Miley Cyrus Settles $300 Million Lawsuit Over Her Song 'We Can't Stop'
Miley Cyrus just settled a $300,000,000 copyright infringement lawsuit regarding her 2013 hit track, "We Can't Stop." Miley's legal team previously released a letter in which they stated they had reached an agreement with the other party. However, the deal would come to a close once the "pending payment of the settlement proceeds."

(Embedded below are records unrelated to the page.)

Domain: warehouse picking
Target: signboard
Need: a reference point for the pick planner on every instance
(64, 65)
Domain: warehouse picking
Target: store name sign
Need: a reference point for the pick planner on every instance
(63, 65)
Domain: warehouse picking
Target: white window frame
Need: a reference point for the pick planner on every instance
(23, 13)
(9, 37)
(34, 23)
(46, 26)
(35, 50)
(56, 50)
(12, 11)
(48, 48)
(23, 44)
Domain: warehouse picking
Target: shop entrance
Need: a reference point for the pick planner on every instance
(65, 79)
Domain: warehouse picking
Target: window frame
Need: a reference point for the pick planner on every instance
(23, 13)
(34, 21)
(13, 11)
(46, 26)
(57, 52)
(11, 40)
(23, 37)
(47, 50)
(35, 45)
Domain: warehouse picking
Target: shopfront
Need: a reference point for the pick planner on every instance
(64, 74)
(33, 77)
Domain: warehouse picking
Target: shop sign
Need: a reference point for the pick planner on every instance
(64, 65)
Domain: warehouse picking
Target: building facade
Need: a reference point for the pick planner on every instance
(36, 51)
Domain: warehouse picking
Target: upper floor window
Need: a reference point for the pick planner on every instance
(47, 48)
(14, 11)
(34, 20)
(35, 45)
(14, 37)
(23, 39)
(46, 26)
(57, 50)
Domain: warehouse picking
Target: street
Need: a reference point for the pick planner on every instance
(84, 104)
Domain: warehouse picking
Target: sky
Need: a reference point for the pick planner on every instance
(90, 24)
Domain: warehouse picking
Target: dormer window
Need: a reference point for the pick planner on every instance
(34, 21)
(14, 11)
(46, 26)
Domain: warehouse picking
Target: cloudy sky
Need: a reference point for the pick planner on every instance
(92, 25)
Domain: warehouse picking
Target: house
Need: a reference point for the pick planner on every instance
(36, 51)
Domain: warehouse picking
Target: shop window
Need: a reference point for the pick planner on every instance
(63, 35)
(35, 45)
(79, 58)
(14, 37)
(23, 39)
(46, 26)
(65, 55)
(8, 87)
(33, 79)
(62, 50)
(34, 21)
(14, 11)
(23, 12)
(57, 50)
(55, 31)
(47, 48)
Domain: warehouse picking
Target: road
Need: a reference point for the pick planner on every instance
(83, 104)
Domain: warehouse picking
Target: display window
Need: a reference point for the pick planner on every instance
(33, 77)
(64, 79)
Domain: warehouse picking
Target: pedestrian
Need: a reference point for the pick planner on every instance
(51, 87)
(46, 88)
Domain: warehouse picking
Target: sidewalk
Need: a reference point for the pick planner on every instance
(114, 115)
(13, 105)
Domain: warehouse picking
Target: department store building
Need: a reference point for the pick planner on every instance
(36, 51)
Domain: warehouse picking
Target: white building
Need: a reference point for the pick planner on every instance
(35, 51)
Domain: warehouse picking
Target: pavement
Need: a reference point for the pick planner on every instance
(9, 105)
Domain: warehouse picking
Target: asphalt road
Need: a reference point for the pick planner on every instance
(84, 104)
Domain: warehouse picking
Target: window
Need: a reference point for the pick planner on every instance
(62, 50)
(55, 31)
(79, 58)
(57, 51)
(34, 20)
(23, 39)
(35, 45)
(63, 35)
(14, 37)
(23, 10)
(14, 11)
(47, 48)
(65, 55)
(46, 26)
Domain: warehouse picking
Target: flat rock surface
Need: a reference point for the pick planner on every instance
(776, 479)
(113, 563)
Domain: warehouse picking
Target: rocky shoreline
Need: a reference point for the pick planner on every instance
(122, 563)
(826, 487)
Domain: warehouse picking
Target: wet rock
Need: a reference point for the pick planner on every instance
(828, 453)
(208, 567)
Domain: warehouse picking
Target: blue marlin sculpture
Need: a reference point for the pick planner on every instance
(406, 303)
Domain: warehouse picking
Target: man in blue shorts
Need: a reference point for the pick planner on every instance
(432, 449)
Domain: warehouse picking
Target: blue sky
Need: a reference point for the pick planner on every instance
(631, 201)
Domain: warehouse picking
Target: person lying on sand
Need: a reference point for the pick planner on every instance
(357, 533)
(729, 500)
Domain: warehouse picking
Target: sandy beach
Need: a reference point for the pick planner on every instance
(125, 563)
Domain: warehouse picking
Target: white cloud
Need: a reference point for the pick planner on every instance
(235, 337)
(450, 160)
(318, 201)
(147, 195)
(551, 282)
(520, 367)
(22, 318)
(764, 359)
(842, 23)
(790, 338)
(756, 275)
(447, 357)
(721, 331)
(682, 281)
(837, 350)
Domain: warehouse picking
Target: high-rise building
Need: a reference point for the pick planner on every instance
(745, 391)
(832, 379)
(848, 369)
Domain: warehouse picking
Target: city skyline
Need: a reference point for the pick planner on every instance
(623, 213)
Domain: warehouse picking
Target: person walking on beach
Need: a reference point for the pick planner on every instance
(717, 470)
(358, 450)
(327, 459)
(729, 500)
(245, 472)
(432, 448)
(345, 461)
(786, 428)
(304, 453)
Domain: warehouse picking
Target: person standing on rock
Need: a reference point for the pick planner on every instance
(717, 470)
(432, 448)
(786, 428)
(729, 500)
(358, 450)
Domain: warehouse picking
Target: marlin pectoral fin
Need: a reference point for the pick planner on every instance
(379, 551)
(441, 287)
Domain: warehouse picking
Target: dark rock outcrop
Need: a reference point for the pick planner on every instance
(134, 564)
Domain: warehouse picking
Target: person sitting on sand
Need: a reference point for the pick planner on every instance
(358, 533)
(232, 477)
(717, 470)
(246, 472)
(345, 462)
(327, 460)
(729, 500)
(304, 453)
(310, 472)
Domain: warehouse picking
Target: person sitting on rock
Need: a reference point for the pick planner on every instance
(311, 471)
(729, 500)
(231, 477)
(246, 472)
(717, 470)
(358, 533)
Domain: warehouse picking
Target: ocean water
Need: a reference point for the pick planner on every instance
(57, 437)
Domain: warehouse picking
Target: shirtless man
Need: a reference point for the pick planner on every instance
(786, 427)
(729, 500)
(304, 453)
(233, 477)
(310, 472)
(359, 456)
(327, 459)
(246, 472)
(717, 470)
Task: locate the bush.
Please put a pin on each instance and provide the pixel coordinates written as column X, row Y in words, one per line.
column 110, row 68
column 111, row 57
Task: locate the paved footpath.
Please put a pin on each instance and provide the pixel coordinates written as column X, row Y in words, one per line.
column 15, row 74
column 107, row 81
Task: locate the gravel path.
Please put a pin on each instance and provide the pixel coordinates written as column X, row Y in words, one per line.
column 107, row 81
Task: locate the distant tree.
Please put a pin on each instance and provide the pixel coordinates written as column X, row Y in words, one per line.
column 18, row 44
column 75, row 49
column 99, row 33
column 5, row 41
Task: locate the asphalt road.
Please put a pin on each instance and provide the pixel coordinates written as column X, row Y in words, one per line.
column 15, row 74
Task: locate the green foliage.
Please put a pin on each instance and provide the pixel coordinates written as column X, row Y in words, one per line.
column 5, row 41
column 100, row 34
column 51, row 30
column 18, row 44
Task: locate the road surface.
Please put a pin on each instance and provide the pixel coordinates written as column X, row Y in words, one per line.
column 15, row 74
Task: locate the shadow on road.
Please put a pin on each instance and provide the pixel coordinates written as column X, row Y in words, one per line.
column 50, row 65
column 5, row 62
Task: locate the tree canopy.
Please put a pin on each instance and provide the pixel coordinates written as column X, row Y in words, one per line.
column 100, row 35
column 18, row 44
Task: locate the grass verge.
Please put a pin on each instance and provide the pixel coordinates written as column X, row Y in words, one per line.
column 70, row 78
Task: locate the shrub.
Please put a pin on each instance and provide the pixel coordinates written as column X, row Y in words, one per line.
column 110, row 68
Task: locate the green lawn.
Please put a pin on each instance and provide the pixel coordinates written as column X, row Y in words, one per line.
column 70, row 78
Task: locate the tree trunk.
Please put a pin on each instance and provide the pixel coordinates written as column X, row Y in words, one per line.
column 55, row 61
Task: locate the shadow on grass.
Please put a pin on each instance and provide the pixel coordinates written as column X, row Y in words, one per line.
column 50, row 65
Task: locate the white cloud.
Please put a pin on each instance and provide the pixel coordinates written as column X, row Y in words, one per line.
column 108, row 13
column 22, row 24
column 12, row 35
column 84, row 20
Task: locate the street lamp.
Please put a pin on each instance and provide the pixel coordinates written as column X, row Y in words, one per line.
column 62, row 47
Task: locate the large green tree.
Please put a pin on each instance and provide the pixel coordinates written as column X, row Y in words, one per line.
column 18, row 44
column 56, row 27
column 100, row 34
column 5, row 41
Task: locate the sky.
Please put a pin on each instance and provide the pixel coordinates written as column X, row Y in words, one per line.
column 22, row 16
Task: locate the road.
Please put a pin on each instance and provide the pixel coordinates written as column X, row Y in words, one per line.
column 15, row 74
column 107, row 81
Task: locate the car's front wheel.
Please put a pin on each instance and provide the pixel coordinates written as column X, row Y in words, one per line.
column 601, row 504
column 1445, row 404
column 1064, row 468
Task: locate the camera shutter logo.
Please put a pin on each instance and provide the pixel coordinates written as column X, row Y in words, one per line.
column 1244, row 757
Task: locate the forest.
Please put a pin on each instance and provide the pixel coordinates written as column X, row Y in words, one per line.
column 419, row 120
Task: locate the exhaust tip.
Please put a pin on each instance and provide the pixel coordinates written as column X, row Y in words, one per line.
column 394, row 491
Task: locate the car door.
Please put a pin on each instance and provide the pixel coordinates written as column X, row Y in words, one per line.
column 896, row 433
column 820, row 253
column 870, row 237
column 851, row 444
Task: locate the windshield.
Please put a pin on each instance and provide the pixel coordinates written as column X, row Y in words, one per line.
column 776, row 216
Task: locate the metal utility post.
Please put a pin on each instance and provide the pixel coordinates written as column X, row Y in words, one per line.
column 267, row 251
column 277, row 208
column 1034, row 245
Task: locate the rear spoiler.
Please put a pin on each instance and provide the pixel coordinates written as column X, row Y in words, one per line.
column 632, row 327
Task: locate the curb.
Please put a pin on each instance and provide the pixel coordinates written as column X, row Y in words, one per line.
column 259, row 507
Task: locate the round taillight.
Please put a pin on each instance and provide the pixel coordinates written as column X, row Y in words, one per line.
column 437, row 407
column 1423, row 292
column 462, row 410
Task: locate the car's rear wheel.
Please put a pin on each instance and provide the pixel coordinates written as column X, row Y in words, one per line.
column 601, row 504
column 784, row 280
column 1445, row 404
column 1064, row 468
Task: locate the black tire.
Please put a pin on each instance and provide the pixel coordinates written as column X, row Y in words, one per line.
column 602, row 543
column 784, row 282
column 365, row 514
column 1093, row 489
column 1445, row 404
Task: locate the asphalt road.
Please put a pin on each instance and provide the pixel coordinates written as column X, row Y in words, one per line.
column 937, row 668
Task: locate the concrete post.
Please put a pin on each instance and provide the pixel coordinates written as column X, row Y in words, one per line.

It isn't known how much the accusing party received, Rolling Stone Magazine reported. According to the outlet, the lawsuit was first dropped by Michael May, a Jamaican songwriter- who claims Miley and her team copied his 1988 song, "We Run Things."
May, whose artist name was Flourgon, accused Cyrus and her record label, RCA Records, of stealing several aspects of his song, including the primary hook, "We run things. Things no run we." Reuters claims Miley's song lyrics are only slightly different.
All three parties, including Miley Cyrus, Michael May, and Sony, in addition to the team of producers such as Mike Will Made It, filed documents in Manhattan this Friday to drop the lawsuit and put it in the past permanently.
As it was previously reported, Miley's song was released by the aforementioned record label back in June 2013 as the primary single from her fourth studio effort, Bangerz . The song was very successful for Miley, which peaked at number 2 on the charts.
Coincidentally, "We Can't Stop" was thwarted from hitting the coveted number one position by Robin Thicke's "Blurred Lines," which has been fraught with lawsuits and even social problems as well.
Recently, Pharrell, one of the primary songwriters who penned "Blurred Lines," stated he wished he could take the song back. The singer-songwriter claims the track promoted a toxic way of looking at women, sexuality, and consent.
What makes it more interesting and coincidental, is that Miley also performed the song, "Blurred Lines," alongside Robin Thicke during the MTV Video Music Awards that year.
Her performance on stage was widely criticized by some as being overly sexual. Others, however, praised Miley's audacity and freedom to dance and express herself as she desires.